When a particular piece of content appears in multiple channels, or in different
places within a tree, the node_id
of each occurrence will be different, but the
content_id
of each item will be the same for all copies. In other words, the
content_id
keeps track of the “is identical to” information about content nodes.
See next section for more info about Content IDs.
Content nodes inherit from the TreeNode
class, which implements the following methods:
class TreeNode(Node):
def get_domain_namespace(self):
return self.domain_ns if self.domain_ns else self.parent.get_domain_namespace()
def get_content_id(self):
return uuid.uuid5(self.get_domain_namespace(), self.source_id)
def get_node_id(self):
return uuid.uuid5(self.parent.get_node_id(), self.get_content_id().hex)
The content_id
identifier is computed based on the channel source domain,
and the source_id
attribute of the content node. To find the content_id
hex
value for a content node node
, use content_id = node.get_content_id().hex
.
The node_id
of a content nodes within a tree is computed based on the parent
node’s node_id
and current node’s content_id
.
Content IDs
Every content node within the Kolibri platform is associated with a content_id
field
that is attached to it throughout its journey: from the content source, to
content integration, transformations, transport, remixing, distribution, use,
and analytics. All these “downstream” content actions preserve the original content_id
which was computed based on the source domain (usually the domain name of the
content producer), and a unique source identifier that identifies this content item
within the source domain.
Implementation
domain_namespace = uuid.uuid5(uuid.NAMESPACE_DNS, source_domain)

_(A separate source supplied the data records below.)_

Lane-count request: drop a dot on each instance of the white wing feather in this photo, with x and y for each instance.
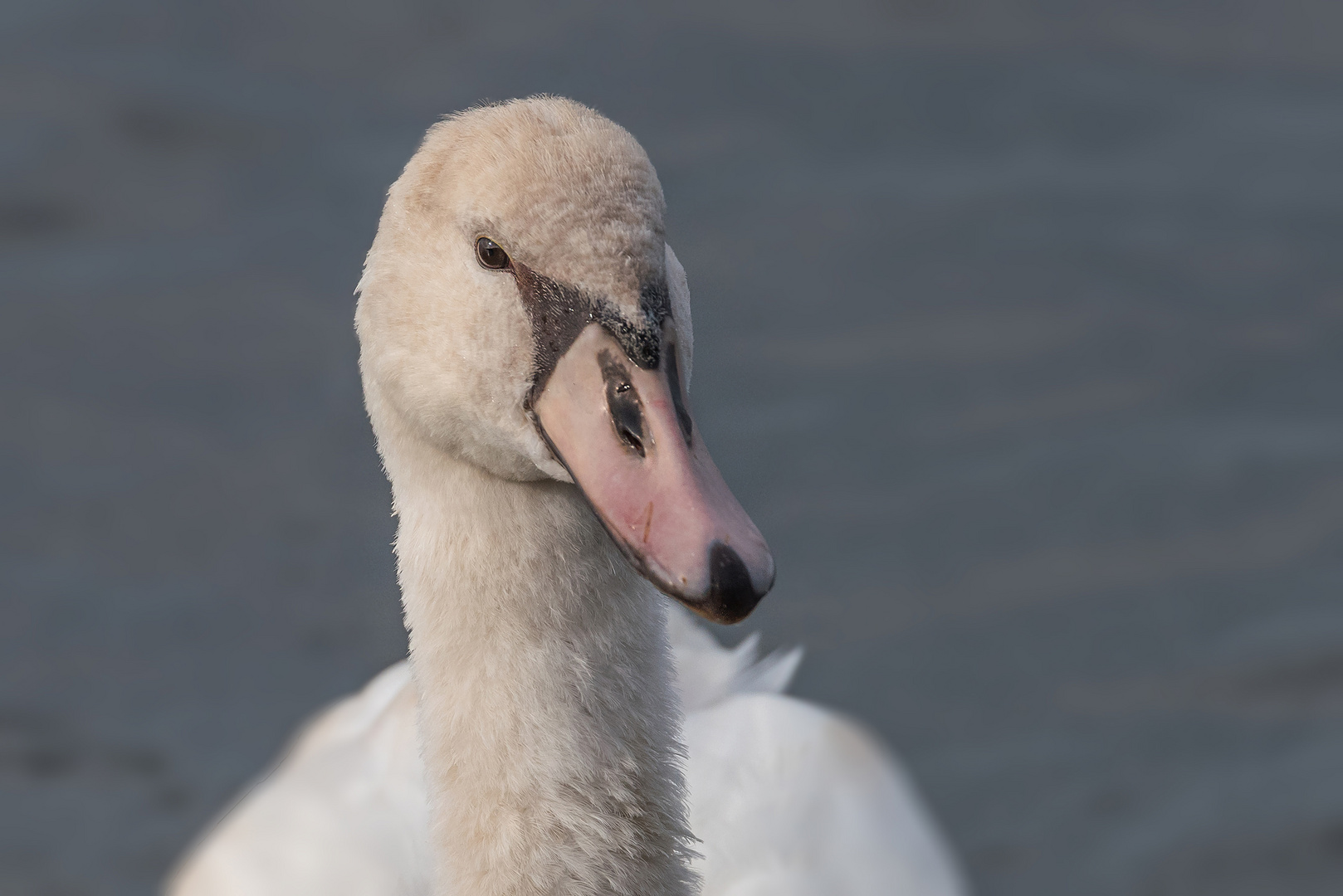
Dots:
(789, 800)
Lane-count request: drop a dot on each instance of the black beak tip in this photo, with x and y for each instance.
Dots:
(732, 596)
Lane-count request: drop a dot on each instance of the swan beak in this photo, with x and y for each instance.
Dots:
(629, 442)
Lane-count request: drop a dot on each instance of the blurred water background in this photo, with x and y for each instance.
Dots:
(1019, 332)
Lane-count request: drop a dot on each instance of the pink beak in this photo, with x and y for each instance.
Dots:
(628, 440)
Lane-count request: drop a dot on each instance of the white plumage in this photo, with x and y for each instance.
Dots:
(787, 798)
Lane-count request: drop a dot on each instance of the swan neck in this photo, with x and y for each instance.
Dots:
(547, 723)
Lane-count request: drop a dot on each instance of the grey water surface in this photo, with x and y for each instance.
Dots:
(1019, 332)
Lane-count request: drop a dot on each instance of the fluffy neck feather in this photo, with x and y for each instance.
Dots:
(547, 723)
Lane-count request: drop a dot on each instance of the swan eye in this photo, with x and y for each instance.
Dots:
(489, 254)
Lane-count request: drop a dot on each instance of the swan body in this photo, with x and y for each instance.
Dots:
(790, 800)
(559, 728)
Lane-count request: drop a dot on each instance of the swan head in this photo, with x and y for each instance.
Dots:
(520, 309)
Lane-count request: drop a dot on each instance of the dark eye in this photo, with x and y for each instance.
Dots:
(489, 254)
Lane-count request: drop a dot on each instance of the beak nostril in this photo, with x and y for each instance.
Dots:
(623, 403)
(630, 438)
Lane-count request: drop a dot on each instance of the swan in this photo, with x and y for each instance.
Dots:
(559, 727)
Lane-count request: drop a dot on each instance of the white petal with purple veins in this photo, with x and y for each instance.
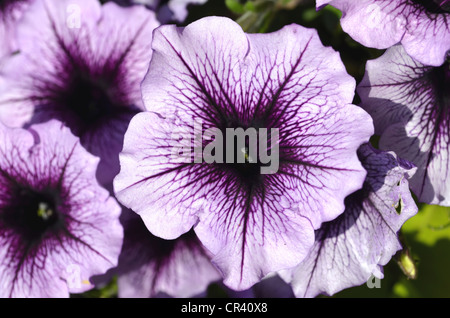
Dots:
(212, 71)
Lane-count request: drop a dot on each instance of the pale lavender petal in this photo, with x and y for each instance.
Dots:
(357, 244)
(410, 106)
(252, 223)
(422, 26)
(150, 266)
(11, 12)
(81, 63)
(58, 227)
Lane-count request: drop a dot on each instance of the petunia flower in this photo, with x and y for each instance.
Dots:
(150, 266)
(352, 249)
(58, 226)
(410, 104)
(81, 63)
(255, 212)
(167, 10)
(10, 13)
(421, 26)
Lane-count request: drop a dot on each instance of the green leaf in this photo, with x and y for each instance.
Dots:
(235, 6)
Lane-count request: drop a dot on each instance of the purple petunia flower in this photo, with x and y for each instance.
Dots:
(421, 26)
(410, 105)
(58, 226)
(150, 266)
(354, 246)
(10, 13)
(288, 89)
(81, 63)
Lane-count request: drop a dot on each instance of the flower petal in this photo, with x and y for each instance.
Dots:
(409, 104)
(351, 248)
(211, 70)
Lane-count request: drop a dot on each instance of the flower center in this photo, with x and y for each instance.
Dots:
(434, 6)
(32, 213)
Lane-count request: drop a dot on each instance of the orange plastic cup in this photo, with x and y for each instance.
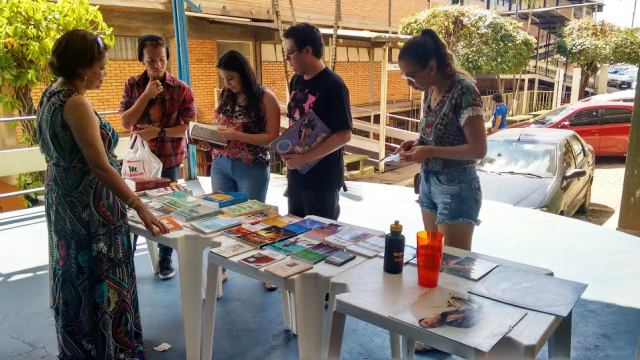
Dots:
(429, 257)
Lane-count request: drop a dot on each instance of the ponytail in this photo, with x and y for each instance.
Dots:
(428, 46)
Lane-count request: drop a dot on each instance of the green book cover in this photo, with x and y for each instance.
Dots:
(309, 256)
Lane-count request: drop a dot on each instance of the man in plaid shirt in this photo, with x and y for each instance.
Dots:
(158, 107)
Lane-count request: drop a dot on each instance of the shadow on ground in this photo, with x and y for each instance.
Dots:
(249, 323)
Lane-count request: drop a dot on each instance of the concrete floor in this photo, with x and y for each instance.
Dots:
(606, 322)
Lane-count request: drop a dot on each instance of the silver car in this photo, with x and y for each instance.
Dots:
(549, 169)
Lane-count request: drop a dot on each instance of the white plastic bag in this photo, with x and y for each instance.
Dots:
(140, 162)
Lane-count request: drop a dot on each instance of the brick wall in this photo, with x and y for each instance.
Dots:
(355, 75)
(273, 79)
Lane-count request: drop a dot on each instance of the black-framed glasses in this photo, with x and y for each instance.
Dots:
(289, 53)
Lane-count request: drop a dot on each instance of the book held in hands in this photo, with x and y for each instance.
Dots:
(302, 136)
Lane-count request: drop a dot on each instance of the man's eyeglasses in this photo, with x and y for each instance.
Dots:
(289, 53)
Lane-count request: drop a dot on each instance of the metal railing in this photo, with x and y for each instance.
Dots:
(28, 118)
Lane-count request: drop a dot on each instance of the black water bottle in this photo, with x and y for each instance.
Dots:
(394, 249)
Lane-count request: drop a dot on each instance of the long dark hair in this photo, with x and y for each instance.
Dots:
(423, 48)
(234, 61)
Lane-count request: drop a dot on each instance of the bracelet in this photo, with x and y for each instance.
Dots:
(132, 201)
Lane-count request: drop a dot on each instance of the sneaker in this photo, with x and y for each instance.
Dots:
(166, 270)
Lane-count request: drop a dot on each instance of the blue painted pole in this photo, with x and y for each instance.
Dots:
(184, 74)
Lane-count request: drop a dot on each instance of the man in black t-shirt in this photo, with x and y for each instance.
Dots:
(316, 88)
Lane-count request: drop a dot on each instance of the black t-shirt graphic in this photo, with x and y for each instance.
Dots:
(327, 95)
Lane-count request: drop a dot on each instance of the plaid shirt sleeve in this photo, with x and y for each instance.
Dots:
(187, 109)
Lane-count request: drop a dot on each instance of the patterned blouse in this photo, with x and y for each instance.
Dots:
(442, 125)
(238, 119)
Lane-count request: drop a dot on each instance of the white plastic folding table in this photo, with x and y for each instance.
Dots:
(371, 295)
(303, 296)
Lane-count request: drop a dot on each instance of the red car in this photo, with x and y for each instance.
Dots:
(603, 125)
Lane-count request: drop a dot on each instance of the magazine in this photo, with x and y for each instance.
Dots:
(245, 208)
(223, 199)
(206, 132)
(320, 233)
(232, 250)
(281, 221)
(210, 226)
(302, 136)
(303, 225)
(530, 290)
(266, 236)
(292, 245)
(315, 253)
(195, 213)
(347, 236)
(470, 268)
(288, 268)
(170, 223)
(262, 258)
(470, 320)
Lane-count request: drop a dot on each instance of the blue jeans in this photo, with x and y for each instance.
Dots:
(454, 195)
(234, 175)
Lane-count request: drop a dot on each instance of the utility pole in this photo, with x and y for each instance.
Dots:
(630, 204)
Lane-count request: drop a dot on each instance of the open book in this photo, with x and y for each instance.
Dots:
(303, 135)
(206, 132)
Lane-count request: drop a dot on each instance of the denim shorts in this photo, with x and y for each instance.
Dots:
(454, 195)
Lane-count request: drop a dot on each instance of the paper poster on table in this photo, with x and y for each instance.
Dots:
(530, 290)
(470, 320)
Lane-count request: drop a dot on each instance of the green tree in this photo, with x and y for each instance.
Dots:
(590, 43)
(483, 41)
(28, 29)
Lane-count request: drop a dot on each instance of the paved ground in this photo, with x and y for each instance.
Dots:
(606, 191)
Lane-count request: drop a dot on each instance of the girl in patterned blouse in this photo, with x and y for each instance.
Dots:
(452, 138)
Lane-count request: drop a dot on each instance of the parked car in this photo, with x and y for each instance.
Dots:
(622, 95)
(624, 72)
(603, 125)
(627, 80)
(548, 169)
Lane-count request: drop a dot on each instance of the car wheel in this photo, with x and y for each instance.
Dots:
(584, 208)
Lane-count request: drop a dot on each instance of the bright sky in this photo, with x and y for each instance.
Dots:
(620, 12)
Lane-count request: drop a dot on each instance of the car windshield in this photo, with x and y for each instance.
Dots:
(551, 116)
(509, 157)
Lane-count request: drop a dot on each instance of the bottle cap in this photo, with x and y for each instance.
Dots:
(396, 226)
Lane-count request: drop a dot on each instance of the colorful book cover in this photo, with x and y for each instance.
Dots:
(262, 258)
(288, 268)
(195, 213)
(224, 199)
(170, 223)
(245, 208)
(292, 245)
(282, 221)
(309, 256)
(322, 232)
(302, 136)
(303, 226)
(232, 250)
(209, 226)
(260, 216)
(470, 268)
(470, 320)
(238, 230)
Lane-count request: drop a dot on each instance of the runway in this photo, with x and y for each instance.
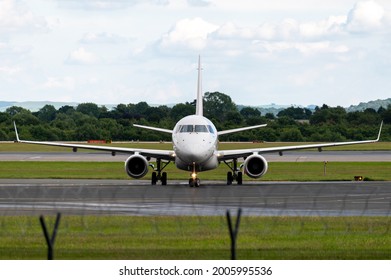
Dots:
(292, 156)
(137, 197)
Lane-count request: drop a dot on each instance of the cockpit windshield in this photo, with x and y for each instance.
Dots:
(195, 128)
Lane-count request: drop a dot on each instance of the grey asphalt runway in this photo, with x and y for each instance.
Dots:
(137, 197)
(294, 156)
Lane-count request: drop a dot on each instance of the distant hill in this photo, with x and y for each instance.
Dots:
(34, 106)
(371, 104)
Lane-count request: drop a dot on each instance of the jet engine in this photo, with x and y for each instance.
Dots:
(136, 166)
(255, 166)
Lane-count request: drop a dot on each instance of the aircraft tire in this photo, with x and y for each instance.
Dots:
(164, 178)
(230, 178)
(239, 179)
(154, 178)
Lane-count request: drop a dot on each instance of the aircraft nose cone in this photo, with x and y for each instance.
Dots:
(195, 152)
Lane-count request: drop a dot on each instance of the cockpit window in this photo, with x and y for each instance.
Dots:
(200, 128)
(195, 128)
(210, 128)
(187, 128)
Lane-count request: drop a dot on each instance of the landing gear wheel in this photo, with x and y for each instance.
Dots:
(239, 178)
(164, 178)
(194, 183)
(154, 178)
(230, 178)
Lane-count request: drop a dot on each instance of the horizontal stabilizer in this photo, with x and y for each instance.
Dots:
(154, 128)
(240, 129)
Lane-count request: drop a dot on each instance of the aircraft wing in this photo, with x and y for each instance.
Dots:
(158, 154)
(234, 154)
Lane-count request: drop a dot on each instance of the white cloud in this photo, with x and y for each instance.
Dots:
(81, 56)
(366, 16)
(102, 38)
(107, 4)
(189, 33)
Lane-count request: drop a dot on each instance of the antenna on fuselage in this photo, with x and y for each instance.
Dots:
(199, 103)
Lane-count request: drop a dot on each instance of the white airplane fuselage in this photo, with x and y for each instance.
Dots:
(195, 141)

content_id = uuid.uuid5(domain_namespace, source_id)
The values of source_domain
and source_id
can be arbitrary strings. By
convention source_domain
is set to the domain name of the content source,
e.g. source_domain="khanacademy.org"
. The source_id
is set to “primary key”
of the source database or a canonical URI.
Applications
content_id
s allows us to correctly assign “activity completed” credit for content items that appears in multiple places within a channel, or in remixed versions.Serves as a common identifier for different formats of the same content item, like “high res” and “low res” versions of a Khan Academy video, or ePub and HTML versions of an African Storybook story.
Enables content analytics and tracking usage of a piece of content regardless of which channel it was obtained from.
Allows us to match identical content items between different catalogues and content management systems since
content_id
s is based on canonical source ids.
Note it is a non-trivial task to set source_domain
and source_id
to the correct
values and often requires some “reverse engineering” of the source website.
Chef authors must actively coordinate the dev work across different projects
to ensure the values of content_id
for the same content items in different channels
are computed consistently. For example, if the current chef you are working on
has content overlap with items in another channel, you must look into how it computes its
source_domain and source_id and use the same approach to get matching content_id
s.
This cheffing-time deduplication effort is worth investing in, because it makes
possible all the applications described above.